Monday, July 14, 2008

The New Me

Alright, I'm trying this again. My friend, Amy Meeker, has this beautiful blog that she's using as a journal for her family. So, inspired by her, I'm going to attack this whole blog thing again from that perspective--a wonderful gift to give to my daughters someday. Because I am notoriously terrible at keeping up with posts, I will not be sharing this new me with anyone until I have firmly established a routine with it. So let us begin.

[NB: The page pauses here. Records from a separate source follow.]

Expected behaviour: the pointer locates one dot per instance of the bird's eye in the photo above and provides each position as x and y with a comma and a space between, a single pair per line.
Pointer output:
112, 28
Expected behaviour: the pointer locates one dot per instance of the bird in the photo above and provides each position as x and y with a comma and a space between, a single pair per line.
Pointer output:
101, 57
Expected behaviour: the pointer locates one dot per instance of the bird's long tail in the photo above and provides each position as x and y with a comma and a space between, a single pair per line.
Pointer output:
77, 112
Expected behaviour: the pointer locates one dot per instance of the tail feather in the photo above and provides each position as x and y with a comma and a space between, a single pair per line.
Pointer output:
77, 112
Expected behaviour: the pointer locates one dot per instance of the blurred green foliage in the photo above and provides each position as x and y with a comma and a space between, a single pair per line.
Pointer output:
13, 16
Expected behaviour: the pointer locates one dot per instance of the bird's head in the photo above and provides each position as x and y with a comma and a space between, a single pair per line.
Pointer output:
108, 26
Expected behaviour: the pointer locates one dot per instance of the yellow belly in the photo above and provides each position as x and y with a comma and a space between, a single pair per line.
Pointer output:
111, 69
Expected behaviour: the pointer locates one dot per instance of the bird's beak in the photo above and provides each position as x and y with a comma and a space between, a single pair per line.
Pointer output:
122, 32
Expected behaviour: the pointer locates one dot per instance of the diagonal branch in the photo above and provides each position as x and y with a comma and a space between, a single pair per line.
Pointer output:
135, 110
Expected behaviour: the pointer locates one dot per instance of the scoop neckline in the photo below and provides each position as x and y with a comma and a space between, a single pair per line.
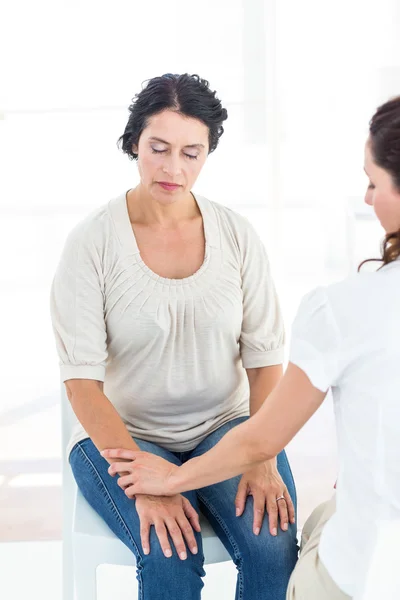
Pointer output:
152, 274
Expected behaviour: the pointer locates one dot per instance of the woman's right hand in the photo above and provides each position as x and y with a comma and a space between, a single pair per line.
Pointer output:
168, 514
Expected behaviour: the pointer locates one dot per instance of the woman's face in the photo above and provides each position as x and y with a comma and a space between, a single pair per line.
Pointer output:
171, 152
382, 194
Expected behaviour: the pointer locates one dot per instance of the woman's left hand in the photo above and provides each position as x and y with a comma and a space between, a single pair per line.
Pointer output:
145, 473
267, 487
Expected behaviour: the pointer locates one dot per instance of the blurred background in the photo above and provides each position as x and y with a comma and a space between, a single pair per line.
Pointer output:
300, 81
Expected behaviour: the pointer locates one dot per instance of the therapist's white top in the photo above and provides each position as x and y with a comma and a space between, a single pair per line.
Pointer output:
347, 336
172, 352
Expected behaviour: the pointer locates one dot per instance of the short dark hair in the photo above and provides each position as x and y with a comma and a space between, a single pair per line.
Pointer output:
186, 94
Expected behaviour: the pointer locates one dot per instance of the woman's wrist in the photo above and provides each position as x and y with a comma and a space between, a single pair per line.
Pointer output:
174, 481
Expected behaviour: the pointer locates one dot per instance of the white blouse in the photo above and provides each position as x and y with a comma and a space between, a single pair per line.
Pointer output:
347, 337
172, 352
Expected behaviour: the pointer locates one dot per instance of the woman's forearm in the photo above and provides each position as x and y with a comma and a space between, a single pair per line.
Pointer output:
238, 451
98, 416
286, 410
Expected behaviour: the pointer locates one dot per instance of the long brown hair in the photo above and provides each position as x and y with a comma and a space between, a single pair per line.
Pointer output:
384, 137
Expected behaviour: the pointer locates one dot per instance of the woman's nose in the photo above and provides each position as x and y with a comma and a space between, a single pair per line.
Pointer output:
172, 166
368, 197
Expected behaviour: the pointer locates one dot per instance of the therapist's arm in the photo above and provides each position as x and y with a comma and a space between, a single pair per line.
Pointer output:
283, 414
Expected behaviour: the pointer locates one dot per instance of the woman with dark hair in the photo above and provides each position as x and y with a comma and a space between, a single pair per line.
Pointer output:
170, 334
345, 337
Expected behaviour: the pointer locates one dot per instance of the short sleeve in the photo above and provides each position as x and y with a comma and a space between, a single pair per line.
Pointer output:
262, 338
315, 340
77, 309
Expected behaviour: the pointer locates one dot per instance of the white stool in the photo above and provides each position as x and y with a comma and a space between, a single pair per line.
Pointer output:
88, 542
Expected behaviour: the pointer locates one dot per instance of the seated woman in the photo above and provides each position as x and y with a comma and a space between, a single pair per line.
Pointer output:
345, 337
167, 298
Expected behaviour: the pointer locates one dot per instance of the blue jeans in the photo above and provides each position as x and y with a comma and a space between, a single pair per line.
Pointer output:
264, 562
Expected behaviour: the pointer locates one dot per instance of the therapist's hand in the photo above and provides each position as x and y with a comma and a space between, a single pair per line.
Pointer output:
266, 485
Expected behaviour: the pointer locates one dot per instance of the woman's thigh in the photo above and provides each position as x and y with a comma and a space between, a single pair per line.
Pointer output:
263, 561
102, 492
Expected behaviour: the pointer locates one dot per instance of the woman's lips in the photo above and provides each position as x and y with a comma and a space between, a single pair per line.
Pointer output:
170, 187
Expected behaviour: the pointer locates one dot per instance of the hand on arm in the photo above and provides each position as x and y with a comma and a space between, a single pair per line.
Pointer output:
262, 437
174, 515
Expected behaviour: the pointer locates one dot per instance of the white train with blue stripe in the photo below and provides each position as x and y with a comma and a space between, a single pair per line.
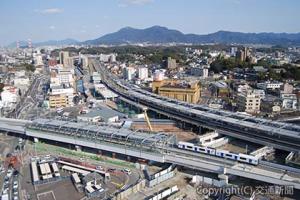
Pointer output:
218, 152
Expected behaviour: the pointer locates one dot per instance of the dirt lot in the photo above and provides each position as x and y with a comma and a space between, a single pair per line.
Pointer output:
182, 135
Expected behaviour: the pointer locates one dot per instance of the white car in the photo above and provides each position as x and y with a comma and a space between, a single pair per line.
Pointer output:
127, 171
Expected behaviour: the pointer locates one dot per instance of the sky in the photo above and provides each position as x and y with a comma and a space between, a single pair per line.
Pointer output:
41, 20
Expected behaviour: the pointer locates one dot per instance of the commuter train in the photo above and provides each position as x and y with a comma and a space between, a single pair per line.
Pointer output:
218, 152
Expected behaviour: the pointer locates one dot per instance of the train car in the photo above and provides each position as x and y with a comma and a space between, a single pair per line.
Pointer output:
218, 152
248, 159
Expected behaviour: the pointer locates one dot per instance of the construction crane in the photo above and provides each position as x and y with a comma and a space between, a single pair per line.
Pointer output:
147, 120
12, 161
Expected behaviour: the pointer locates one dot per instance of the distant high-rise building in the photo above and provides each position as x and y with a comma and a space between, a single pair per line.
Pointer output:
171, 63
233, 51
29, 43
240, 55
64, 58
142, 73
128, 73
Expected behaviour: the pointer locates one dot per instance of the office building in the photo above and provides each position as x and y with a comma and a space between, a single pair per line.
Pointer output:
171, 63
176, 89
249, 102
142, 73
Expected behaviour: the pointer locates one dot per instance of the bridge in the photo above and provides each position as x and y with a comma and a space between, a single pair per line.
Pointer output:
158, 147
279, 135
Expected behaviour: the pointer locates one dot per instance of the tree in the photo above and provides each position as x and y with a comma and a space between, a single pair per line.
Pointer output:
29, 67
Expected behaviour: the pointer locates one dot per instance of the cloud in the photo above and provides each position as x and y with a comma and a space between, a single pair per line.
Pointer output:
126, 3
50, 11
138, 2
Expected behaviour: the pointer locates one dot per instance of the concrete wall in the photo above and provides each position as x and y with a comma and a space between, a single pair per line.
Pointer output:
133, 189
161, 176
202, 179
164, 193
103, 146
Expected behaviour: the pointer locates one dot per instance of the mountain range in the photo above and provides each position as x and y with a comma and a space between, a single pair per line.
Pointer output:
68, 41
159, 34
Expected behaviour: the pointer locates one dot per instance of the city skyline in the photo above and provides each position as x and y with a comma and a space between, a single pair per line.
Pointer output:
57, 20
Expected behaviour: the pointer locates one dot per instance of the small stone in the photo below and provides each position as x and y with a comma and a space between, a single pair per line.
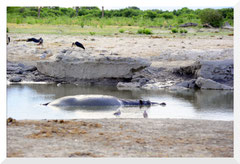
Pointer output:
30, 68
15, 79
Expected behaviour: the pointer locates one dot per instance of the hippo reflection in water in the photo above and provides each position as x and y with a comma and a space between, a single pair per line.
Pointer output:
98, 100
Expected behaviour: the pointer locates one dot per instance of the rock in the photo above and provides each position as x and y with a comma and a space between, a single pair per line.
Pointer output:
157, 85
15, 79
21, 65
203, 83
128, 86
30, 68
188, 24
227, 26
219, 71
187, 84
85, 66
177, 88
206, 25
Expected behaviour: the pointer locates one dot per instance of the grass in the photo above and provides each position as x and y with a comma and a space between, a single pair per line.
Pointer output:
105, 30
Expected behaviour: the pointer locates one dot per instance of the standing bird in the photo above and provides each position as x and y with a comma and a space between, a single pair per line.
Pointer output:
39, 41
117, 113
78, 45
8, 39
145, 115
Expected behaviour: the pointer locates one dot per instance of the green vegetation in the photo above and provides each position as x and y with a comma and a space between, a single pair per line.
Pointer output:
131, 16
183, 31
212, 17
121, 30
174, 30
144, 31
92, 33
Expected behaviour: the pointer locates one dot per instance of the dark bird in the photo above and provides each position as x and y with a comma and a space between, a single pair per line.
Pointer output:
117, 113
163, 104
78, 45
8, 39
39, 41
145, 115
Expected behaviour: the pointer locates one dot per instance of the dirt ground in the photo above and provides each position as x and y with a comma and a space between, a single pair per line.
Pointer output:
120, 138
126, 46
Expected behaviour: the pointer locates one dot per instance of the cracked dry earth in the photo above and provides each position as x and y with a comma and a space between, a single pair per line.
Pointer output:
120, 138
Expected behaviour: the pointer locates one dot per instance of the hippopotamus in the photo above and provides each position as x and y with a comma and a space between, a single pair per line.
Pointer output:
97, 100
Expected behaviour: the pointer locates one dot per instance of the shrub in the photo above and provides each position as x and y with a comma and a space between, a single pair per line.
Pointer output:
82, 24
147, 31
144, 31
121, 30
92, 33
174, 30
212, 17
183, 31
140, 31
167, 15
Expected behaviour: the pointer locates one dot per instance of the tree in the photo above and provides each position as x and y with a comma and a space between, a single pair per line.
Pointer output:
77, 9
212, 17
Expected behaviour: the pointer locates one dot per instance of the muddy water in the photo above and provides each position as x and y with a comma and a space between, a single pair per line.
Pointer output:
23, 102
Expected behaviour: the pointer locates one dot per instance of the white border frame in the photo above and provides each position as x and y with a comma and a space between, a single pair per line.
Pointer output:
123, 3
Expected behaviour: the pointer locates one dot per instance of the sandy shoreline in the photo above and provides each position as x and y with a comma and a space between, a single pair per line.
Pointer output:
120, 138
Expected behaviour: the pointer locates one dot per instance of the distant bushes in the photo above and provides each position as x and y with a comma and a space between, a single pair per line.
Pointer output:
183, 31
144, 31
212, 17
131, 16
174, 30
92, 33
121, 30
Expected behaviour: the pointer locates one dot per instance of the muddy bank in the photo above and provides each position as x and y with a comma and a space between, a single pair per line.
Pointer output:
169, 58
120, 138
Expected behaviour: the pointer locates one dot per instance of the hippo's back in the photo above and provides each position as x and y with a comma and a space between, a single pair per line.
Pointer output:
87, 100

Our family is in a strange time right now. In three weeks Brent will leave to begin his training before being deployed to Afghanistan. All total he will be gone for one year. Yep, there's that sickening feeling in my stomach again. One year. Yea, I know we have it really great compared to others. Yesterday Brent told me about a guy who has been deployed for a total of 40-some months so far. Can you imagine? But inspite of knowing the blessing that this will probably be Brent's only deployment and that he will be going to a relatively safe place I am still so sad. He is my best friend and my favorite person in the whole world, how can I even comprehend a year without seeing him face to face or touching him or watching him play with his girls? I can't imagine how Brent must feel at the thought of missing a whole year of Sage and Clare's life. This guy loves his family like you wouldn't believe. I know I will never, ever have to ask him to make more time for me or the girls--he's always there, always ready to play, always ready to help.
I could go on and on about the sadness in this whole situation but who wants to read about that and I really don't care to wade around in those murky waters for too long. I need to stay positive for myself, for Sage and Clare and mostly for Brent. I always say that so much about life is the choices we make including our attitudes. So I'm choosing to look for what God wants to teach me these next twelve months and I will look for the blessings that I know He'll send my way. But please Lord, make the time fly!